Fact News Service
Chandigarh, December 10: Citi (Citigroup) has projected that India’s benchmark stock index Nifty 50 could rise by about 10.3% by end-2026, reaching approximately 28,500 points.
This bullish outlook is anchored on expectations of a rebound in consumption and a strengthening domestic demand environment, which analysts at Citi believe will fuel corporate earnings and boost investor sentiment.
The forecast comes at a time of increasing optimism, as recent policy announcements and large-scale investments in technology by global firms are generating a positive macroeconomic environment for India. Together, these factors are expected to strengthen India’s growth trajectory, attract foreign investment and stimulate domestic demand.

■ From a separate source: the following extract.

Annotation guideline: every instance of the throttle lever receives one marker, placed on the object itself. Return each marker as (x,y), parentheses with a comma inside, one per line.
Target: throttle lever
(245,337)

If the projection holds, the anticipated rise in the stock market could benefit both retail and institutional investors. Gains in valuations may encourage more investments in equities, potentially leading to wealth creation and increased liquidity in the markets.
However, analysts also caution that the forecast depends on macroeconomic stability, sustained consumer demand, and global economic conditions — any adverse global shocks or domestic headwinds (like inflation, currency volatility or geopolitical issues) could alter the trajectory.
Overall, the Citi projection reflects growing investor confidence in India’s economic fundamentals and corporate growth potential, marking a positive sign for markets, policymakers, and investors alike.